If this sort of thing is quickly and loudly condemned when it appears, and if those who engage in it are properly shamed and called to account, then perhaps someday it will be safe to come out and express opinions freely without fear of retaliation.

After all, isn't that supposed to be one of the bedrock principles this country was founded upon?

Posted by: the great decider at May 9, 2006 10:11 PM

JCB,

If you think telling the truth is a "character flaw," I suggest the D/A implement "Ethics Training."

Imagine the fit "media elites" would have if Mayor Thodos was caught using city equipment for personal use. The hypocrasy is amazing!

Posted by: KateNelson at May 10, 2006 09:45 AM

Please don't paint all eco dev and political leaders with the same, broad brush. Some understand that they represent the people who elected them or who pay their salaries. And remember that there are times when civic leaders cannot divulge everything they know about a project without endangering the project. I never understood the us against them when "them" referred to local government.
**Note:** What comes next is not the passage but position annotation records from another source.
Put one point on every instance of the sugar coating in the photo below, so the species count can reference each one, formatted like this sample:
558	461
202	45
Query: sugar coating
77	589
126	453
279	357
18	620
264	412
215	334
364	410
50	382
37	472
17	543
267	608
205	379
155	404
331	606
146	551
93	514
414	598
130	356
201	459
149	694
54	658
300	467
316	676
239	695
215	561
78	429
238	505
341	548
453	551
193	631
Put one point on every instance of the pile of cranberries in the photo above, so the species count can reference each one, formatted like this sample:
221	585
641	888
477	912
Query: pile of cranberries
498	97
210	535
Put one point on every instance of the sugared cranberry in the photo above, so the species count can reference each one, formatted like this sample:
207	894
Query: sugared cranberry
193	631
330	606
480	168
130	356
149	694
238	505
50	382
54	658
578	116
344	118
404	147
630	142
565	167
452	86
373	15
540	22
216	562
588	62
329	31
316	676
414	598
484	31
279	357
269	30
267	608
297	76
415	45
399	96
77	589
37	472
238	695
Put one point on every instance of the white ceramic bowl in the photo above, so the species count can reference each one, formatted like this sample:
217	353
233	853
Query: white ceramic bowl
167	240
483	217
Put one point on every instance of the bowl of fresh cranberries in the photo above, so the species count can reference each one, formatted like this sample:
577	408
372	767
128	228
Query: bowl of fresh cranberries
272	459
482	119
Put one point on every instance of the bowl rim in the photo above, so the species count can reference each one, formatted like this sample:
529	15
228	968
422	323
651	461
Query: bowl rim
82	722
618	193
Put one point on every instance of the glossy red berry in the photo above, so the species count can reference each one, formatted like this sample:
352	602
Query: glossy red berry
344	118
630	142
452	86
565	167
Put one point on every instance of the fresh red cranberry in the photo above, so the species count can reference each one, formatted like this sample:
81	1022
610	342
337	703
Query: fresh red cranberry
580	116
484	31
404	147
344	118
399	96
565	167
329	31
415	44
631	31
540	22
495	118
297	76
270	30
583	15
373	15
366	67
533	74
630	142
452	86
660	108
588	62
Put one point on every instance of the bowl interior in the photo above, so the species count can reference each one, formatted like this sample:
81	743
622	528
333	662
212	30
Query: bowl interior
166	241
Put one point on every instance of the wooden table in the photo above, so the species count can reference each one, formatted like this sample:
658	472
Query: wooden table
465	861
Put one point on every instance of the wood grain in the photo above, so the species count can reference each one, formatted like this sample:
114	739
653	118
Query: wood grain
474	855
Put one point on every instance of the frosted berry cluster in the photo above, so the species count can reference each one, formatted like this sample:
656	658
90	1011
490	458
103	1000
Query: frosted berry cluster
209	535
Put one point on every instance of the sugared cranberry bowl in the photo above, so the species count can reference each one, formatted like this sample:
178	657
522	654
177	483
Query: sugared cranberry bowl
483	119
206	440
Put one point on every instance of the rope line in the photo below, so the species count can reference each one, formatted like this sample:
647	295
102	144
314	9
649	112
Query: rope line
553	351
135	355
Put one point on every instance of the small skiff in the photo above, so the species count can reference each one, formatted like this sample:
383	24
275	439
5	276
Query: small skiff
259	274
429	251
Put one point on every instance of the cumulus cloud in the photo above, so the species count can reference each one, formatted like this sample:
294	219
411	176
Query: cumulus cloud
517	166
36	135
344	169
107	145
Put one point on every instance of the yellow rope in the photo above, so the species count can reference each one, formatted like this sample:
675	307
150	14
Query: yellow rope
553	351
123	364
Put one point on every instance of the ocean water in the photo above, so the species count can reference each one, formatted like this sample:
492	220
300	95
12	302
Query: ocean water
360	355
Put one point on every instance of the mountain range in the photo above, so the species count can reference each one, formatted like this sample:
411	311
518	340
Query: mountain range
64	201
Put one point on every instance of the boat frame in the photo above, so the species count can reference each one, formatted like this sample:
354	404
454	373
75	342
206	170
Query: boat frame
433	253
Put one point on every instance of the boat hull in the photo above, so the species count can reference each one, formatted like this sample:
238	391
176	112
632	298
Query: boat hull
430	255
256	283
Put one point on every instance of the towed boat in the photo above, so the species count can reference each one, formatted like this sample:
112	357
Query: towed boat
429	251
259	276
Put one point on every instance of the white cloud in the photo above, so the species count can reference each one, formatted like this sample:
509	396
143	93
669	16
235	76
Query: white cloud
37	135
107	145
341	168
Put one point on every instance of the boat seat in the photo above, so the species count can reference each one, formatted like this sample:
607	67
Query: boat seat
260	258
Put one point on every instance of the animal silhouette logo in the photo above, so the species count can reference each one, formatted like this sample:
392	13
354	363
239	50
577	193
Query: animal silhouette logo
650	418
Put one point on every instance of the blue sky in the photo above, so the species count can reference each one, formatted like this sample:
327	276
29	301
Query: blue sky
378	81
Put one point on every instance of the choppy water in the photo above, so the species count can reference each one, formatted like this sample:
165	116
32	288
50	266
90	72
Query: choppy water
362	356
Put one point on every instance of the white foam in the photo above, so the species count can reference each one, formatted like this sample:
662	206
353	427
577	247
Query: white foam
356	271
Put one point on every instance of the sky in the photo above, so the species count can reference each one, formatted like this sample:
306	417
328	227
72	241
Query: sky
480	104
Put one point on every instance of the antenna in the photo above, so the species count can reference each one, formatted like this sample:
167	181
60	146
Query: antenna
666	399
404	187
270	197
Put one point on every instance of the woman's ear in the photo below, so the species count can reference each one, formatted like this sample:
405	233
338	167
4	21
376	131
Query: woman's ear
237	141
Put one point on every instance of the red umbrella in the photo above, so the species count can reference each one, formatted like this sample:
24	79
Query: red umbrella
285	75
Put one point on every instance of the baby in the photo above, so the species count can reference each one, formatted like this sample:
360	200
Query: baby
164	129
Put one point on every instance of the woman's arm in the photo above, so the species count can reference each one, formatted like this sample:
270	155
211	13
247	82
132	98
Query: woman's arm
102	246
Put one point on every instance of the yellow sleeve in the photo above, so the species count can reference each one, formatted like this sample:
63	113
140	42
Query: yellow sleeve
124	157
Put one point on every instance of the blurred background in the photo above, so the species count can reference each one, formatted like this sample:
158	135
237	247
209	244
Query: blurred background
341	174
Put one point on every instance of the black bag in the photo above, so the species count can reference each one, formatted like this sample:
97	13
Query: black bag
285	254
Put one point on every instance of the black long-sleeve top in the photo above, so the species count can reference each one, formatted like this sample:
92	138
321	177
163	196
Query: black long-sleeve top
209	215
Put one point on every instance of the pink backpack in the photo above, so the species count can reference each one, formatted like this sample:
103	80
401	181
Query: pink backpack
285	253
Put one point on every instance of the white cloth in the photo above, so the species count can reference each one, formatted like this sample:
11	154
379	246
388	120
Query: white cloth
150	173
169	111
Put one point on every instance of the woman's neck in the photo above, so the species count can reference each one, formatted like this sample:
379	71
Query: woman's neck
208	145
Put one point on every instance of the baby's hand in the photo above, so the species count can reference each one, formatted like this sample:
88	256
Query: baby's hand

Hey, we live here too, and we have to live with the consequences of the development we bring in.

Posted by: freda at May 10, 2006 10:01 AM

Paladin --Whatever is there in this post that suggests I "just now discovered" that politicians can be petty and vindictive?

Katenelson -- Not only did I NOT say telling the truth is a "character flaw", I didn't mention "character flaw" at all.

If you find that the call reveals an admirable side of the mayor's character, then you should certainly take that into consideration if you should have the opportunity to vote for him.

Re: "media elites" and "hypocrasy", whatever passed between Marner and her private employer is, as I said, essentially between them.

A city official using city equipment for private business would be between the official and his employer, which is the public and therefore public business.
I'm fairly sure, though that not even the elitist of mediums would see much a story in the occasional personal call, fax or email.


Posted by: jcb at May 10, 2006 01:54 PM

My apologies jcb---you know I love ya man, and I should have used one of these:----->;-) after my "just now discovered" comment.

Posted by: paladin at May 10, 2006 03:29 PM

I'd wager half of these callous commenters who airily dismiss Marner's firing as just desserts would scream like a stuck pig if they got fired for a similar offense.

What if one of them was caught printing a flier for their kid's school play or something on the company copier and got thrown out on the street?

Would they then appreciate people saying they had it coming?

This is really no different. After all, the actions of an employee don't have anything to do with their employer. A.D. Heusing can't be tarred as being anti-hog plant because an employee used their fax.

Firing in this instance is massive over-reaction and in my view, a cowardly act whereby Heusing chose to throw an employee under the bus rather than risk annoying those in power. Shows you how much they value their employees. Not much.

Posted by: Tid at May 11, 2006 10:28 PM

Come on, John...how on earth was this vindictive on Thodo's part? What on earth did he have to gain from her getting fired? You make it sound like he made the call with the intention of getting her fired.

Why he made the call, only he will know. It sounds quite plausable to me that he was trying to determine if the fax was a personal, or company, position. This would be a quite fair and logical call to make.

Personally, I just don't see where he would stand to gain, in any way, from getting her fired - even if he were a vindictive guy, which he is not.

As most have stated, let's keep our eye on the ball - it appears as though 1,000+ jobs are not coming to the QC area and will be heading to Galesburg. What a shame in a community that all of us know needs a boost!